First, economists across the political spectrum agree that the economy desperately needs to be stimulated by federal investment in things that will generate immediate economic activity and jobs. Second, the same analysts also agree that benefits to low-income families will result in immediate economic stimulation as people in distress will spend the money they receive because they have no other choice. In other words, directly helping vulnerable people works because it will quickly help stimulate the economy, and it's right because it will immediately help poor and vulnerable people. How often do we get to do what works and what's right at the same time?

At the heart of our religious traditions is the command to help the vulnerable and to have a bias for the poorest among us. The compromise the economic stimulus package agreed to in Congress yesterday takes some important steps in directly assisting poor and low-income people and stimulating the economy at the same time. Helping those who have fallen on hard times -- and helping states avert cuts in a range of critical services -- will do more to help the economy and create jobs than poorly targeted tax cuts.

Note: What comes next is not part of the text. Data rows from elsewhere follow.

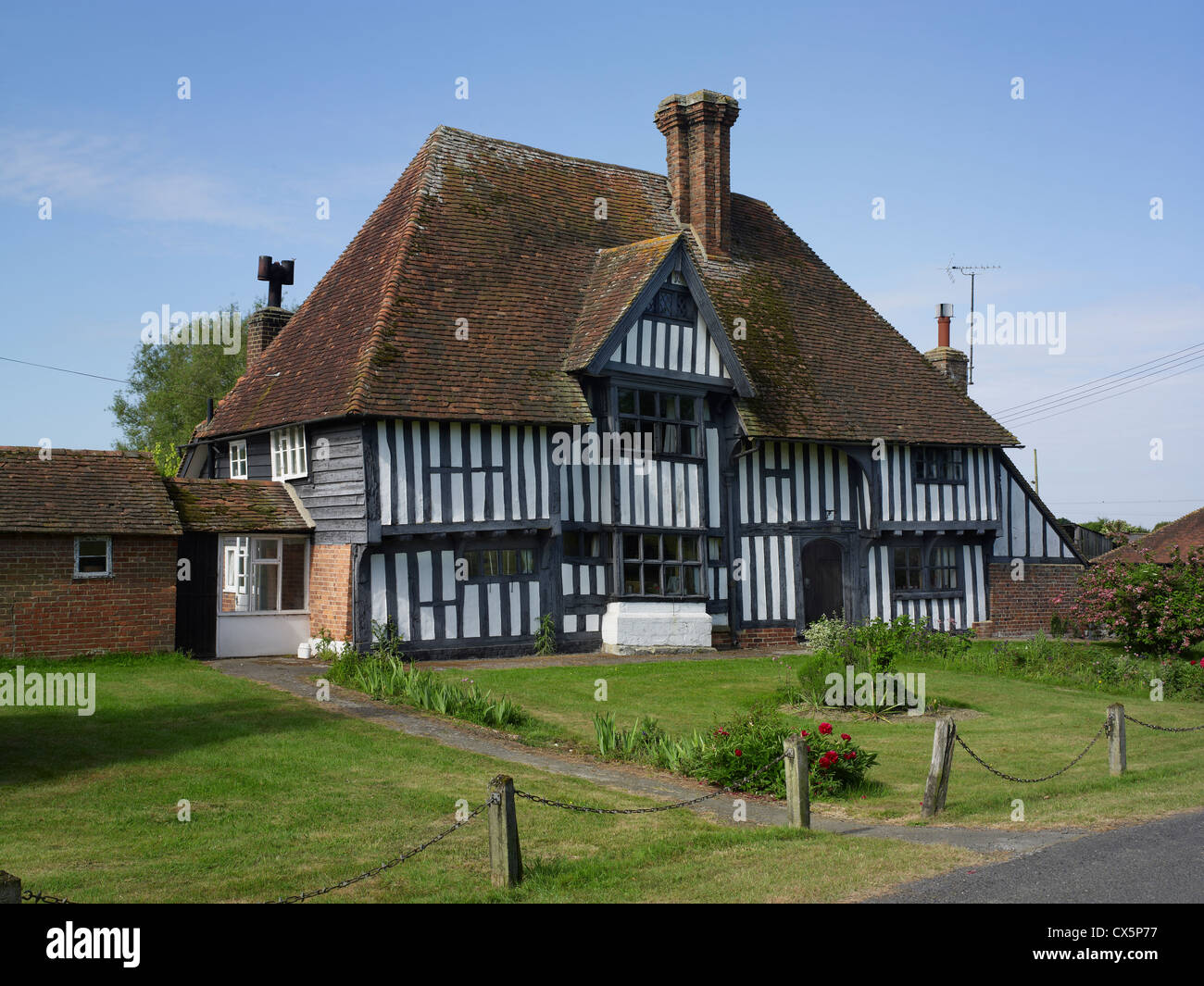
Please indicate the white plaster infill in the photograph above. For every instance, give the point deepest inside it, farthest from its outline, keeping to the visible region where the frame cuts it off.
(650, 628)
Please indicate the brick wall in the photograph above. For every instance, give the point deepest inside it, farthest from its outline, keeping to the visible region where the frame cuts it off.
(1026, 605)
(330, 590)
(767, 637)
(44, 610)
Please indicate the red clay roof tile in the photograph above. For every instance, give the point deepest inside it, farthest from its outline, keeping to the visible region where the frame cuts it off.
(505, 236)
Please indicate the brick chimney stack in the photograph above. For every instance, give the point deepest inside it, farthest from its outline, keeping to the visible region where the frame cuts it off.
(696, 131)
(950, 363)
(265, 325)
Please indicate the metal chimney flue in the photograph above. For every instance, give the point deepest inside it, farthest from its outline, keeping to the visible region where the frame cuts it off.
(276, 275)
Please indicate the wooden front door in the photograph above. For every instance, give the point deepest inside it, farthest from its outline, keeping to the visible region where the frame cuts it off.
(196, 596)
(822, 580)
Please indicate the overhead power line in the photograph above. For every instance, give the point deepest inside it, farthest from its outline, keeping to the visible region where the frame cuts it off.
(1078, 404)
(81, 373)
(1091, 384)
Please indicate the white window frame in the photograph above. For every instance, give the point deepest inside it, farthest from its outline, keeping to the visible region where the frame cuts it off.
(239, 459)
(233, 576)
(245, 547)
(108, 557)
(289, 457)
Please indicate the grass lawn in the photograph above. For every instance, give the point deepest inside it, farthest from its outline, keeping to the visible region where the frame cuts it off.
(1024, 729)
(288, 797)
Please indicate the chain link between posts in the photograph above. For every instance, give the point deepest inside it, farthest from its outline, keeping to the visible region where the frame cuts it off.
(1163, 729)
(686, 803)
(296, 898)
(36, 897)
(1099, 732)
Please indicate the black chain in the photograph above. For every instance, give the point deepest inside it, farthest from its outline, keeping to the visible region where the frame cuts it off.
(44, 898)
(1163, 729)
(296, 898)
(1099, 732)
(586, 809)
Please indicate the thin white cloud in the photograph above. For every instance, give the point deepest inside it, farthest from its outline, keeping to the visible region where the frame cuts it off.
(119, 176)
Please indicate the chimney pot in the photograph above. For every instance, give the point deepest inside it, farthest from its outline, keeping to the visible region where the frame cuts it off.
(949, 363)
(696, 131)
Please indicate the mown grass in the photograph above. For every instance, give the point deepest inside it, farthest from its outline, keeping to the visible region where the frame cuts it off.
(1026, 729)
(288, 797)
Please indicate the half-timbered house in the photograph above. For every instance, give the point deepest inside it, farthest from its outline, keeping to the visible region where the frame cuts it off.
(536, 385)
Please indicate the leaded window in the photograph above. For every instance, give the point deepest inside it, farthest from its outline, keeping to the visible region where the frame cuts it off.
(672, 419)
(662, 565)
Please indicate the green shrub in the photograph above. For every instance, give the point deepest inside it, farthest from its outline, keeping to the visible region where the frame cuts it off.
(382, 673)
(546, 637)
(835, 765)
(1152, 609)
(829, 633)
(646, 742)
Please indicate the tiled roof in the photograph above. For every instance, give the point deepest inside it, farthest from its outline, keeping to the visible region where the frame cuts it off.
(505, 237)
(83, 492)
(615, 281)
(236, 505)
(1187, 532)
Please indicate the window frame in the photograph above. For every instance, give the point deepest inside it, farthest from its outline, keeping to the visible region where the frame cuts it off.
(582, 535)
(249, 565)
(657, 421)
(239, 443)
(498, 576)
(699, 564)
(927, 569)
(295, 454)
(943, 457)
(108, 557)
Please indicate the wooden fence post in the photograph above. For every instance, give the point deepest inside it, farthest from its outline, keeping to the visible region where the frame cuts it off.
(1116, 757)
(505, 858)
(942, 762)
(798, 794)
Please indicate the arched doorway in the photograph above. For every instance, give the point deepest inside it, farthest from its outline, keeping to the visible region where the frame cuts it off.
(822, 580)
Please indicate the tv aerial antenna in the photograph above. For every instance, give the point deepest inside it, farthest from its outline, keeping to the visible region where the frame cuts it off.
(971, 271)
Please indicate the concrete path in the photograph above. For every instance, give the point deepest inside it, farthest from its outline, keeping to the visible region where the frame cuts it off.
(293, 676)
(601, 657)
(1160, 862)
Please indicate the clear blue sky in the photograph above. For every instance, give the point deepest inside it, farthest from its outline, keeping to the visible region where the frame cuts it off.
(160, 201)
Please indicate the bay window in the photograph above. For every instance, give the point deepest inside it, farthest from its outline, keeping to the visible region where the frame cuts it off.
(264, 574)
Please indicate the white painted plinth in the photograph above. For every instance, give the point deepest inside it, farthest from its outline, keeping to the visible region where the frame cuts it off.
(638, 628)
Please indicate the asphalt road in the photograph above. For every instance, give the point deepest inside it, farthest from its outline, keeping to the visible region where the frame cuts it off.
(1157, 862)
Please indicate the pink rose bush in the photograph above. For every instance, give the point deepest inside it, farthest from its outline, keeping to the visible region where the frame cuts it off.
(1152, 609)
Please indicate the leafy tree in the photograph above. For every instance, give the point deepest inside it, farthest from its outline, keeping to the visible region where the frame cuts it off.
(1116, 529)
(169, 384)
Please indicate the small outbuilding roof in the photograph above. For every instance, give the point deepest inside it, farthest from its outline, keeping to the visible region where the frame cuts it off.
(237, 505)
(1185, 533)
(82, 492)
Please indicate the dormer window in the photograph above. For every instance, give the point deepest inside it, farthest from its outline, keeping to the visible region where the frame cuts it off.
(289, 460)
(239, 460)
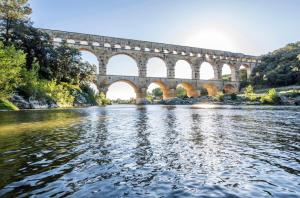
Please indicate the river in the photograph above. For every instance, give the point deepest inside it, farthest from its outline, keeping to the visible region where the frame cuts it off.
(151, 151)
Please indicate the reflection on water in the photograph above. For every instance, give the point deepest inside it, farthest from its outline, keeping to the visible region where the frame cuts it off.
(151, 151)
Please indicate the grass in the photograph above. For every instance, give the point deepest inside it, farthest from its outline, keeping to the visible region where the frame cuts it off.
(7, 105)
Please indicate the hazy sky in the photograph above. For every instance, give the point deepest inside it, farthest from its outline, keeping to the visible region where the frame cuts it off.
(252, 27)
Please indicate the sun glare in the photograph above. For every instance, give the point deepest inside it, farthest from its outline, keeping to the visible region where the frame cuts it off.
(211, 38)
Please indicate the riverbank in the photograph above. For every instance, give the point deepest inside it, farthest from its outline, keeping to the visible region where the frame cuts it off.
(281, 98)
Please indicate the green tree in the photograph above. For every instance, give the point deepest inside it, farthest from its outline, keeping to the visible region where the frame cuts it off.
(271, 97)
(67, 66)
(11, 13)
(157, 93)
(11, 63)
(249, 93)
(279, 68)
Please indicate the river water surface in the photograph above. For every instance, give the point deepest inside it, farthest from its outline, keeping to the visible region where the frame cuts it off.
(151, 151)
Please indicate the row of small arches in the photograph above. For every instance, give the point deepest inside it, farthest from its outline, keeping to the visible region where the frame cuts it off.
(156, 50)
(125, 65)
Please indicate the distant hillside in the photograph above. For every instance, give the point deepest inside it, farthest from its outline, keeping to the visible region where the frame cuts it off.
(279, 68)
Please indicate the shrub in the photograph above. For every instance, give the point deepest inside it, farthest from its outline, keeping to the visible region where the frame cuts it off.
(11, 63)
(271, 97)
(249, 94)
(57, 92)
(220, 96)
(102, 100)
(7, 105)
(233, 96)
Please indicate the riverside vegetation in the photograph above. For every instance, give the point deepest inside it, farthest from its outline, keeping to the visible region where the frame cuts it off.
(36, 74)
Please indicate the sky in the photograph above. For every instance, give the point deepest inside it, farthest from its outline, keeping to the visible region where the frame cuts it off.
(253, 27)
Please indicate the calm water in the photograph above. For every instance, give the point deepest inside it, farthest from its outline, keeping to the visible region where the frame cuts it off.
(152, 151)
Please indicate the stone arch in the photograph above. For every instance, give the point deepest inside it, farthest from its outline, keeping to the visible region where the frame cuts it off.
(135, 88)
(91, 56)
(211, 89)
(183, 69)
(208, 71)
(167, 92)
(226, 72)
(247, 69)
(191, 90)
(229, 89)
(122, 64)
(156, 67)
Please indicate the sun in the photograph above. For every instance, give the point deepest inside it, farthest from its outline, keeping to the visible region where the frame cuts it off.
(212, 38)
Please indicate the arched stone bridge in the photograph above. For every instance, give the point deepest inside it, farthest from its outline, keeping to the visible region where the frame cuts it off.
(141, 51)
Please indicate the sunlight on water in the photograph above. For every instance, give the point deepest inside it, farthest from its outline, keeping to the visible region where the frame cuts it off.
(151, 151)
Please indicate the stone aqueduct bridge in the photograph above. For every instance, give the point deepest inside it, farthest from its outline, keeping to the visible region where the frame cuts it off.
(141, 51)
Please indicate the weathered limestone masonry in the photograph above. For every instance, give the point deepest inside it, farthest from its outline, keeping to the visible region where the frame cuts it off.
(141, 51)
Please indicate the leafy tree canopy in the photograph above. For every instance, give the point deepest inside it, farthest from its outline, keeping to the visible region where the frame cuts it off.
(11, 63)
(279, 68)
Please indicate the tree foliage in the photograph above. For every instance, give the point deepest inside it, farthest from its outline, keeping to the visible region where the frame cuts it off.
(12, 13)
(62, 63)
(279, 68)
(11, 63)
(157, 93)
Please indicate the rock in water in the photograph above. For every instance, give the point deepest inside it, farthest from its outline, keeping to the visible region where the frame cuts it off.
(20, 102)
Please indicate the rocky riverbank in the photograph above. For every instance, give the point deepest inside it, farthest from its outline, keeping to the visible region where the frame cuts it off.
(228, 100)
(20, 102)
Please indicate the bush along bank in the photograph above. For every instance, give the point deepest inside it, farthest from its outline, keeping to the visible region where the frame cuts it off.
(249, 97)
(49, 94)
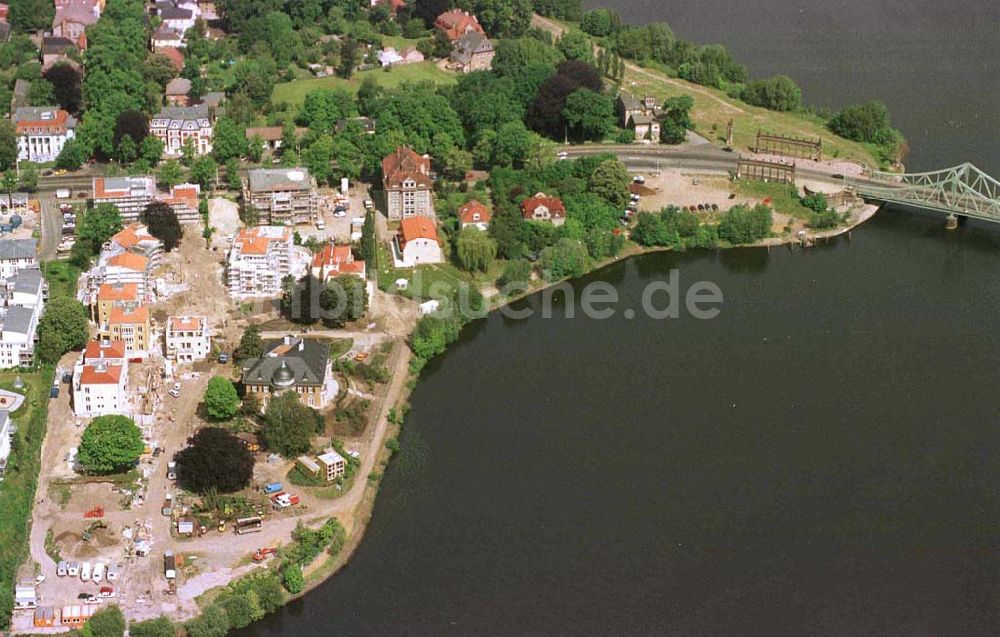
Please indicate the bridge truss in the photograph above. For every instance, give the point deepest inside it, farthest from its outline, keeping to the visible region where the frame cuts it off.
(961, 190)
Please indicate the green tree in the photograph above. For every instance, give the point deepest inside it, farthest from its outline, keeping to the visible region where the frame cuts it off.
(151, 150)
(610, 181)
(63, 327)
(161, 220)
(221, 400)
(107, 622)
(213, 622)
(779, 93)
(214, 460)
(229, 140)
(233, 180)
(567, 258)
(110, 444)
(589, 115)
(291, 578)
(72, 156)
(203, 172)
(251, 345)
(289, 426)
(861, 122)
(575, 45)
(159, 627)
(476, 249)
(515, 272)
(255, 149)
(742, 224)
(344, 299)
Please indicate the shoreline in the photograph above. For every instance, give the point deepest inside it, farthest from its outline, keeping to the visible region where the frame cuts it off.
(320, 572)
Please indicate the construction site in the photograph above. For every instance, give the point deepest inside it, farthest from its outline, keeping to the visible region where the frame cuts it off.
(101, 539)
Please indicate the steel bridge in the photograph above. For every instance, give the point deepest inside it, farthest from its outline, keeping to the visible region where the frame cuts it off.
(960, 191)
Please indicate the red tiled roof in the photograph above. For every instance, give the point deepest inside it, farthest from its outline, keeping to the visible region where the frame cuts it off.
(456, 23)
(120, 315)
(467, 213)
(56, 125)
(175, 55)
(129, 260)
(418, 227)
(251, 242)
(405, 164)
(104, 349)
(111, 292)
(338, 259)
(101, 375)
(132, 235)
(554, 204)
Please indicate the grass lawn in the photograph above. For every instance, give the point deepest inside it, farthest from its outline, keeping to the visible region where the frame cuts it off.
(17, 491)
(713, 107)
(62, 277)
(294, 93)
(783, 197)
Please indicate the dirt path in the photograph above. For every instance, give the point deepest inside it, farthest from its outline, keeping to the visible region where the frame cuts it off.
(557, 31)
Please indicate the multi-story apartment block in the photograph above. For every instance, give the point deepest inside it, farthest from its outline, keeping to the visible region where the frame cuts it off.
(130, 195)
(284, 196)
(258, 260)
(406, 179)
(17, 254)
(100, 380)
(131, 326)
(188, 338)
(42, 132)
(174, 125)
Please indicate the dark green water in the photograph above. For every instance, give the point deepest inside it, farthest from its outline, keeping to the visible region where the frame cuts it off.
(822, 458)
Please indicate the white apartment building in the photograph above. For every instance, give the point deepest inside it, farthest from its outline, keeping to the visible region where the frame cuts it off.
(173, 125)
(42, 132)
(258, 260)
(17, 254)
(130, 195)
(100, 380)
(188, 338)
(23, 301)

The package includes some significant funding increases for food stamps, increasing and extending unemployment benefits, health insurance for unemployed workers, Medicaid, Head Start, the Child Care Development Block Grant, and fiscal relief for states to assist them in meeting their budget deficits without cutting needed social services. It expands the Earned Income Tax Credit, including marriage penalty relief, and considerably expands the Child Tax Credit. While not all of these were funded at the levels we might have hoped for, taken together they do represent significant assistance to those in need.

The economic forecasts are bleak and if unemployment reaches 9 percent, as many predict, the increases in poverty could be stunning. These provisions in the stimulus package all push against the rising tide of poverty and hardship. Economists have also concluded that they are among the most effective mechanisms for shoring up the flagging economy.

The final stimulus package takes an important step toward doing the best thing for the economy and the right thing for the poor.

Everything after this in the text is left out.